Silent Payments: Light Client Protocol

During the development of a couple light clients I jotted down some notes and created a very early draft for a Light Client Specification. The appendix of the SP BIP was used as a basis for this. The specification was designed with two goals in mind. (1) Reduce the computational burden for light clients, and (2) Minimise the bandwidth requirements. Both goals have to be achieved without compromising privacy for the user. The protocol is designed such that a light client can connect to any public indexing server without giving out more information than “I’m interested in this block”.

There have been a couple short discussions around this Light Client Protocol. Now that an early draft exists I would like to get more people involved in the process.
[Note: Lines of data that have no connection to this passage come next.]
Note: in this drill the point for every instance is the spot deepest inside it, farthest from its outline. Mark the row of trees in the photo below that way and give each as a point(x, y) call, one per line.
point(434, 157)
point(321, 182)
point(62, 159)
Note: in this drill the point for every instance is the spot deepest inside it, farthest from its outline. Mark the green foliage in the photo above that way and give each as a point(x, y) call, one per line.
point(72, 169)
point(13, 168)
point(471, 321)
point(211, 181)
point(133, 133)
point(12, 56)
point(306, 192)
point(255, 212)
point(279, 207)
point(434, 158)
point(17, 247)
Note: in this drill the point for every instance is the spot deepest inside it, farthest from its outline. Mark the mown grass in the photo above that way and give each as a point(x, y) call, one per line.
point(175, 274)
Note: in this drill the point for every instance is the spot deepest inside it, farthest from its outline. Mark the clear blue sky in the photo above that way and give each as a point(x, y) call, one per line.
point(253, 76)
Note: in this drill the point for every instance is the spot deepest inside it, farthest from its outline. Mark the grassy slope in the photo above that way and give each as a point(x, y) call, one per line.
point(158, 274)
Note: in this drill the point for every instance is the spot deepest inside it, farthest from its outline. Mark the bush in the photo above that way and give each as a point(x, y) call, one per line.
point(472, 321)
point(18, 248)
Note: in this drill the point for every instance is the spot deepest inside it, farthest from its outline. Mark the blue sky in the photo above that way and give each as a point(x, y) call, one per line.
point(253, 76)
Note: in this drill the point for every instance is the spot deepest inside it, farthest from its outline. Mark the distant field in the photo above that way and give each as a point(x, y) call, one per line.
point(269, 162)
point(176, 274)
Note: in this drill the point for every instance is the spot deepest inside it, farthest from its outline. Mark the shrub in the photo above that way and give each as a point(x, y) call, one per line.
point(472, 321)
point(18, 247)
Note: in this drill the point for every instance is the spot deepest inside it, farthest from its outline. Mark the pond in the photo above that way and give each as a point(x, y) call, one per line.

The draft can be found here: GitHub - setavenger/BIP0352-light-client-specification: This repo has the goal to define a spec for a BIP0352 Silent Payment light client

The computational burden is reduced by generating a tweak index. To further reduce the required computations (and also bandwidth) we can apply cut-through to the transactions. So pruning tweaks for transactions where all taproot UTXOs are spent. Bandwidth is reduced through various measures which mainly revolve around only providing the data necessary for a light client to find and spend a UTXO.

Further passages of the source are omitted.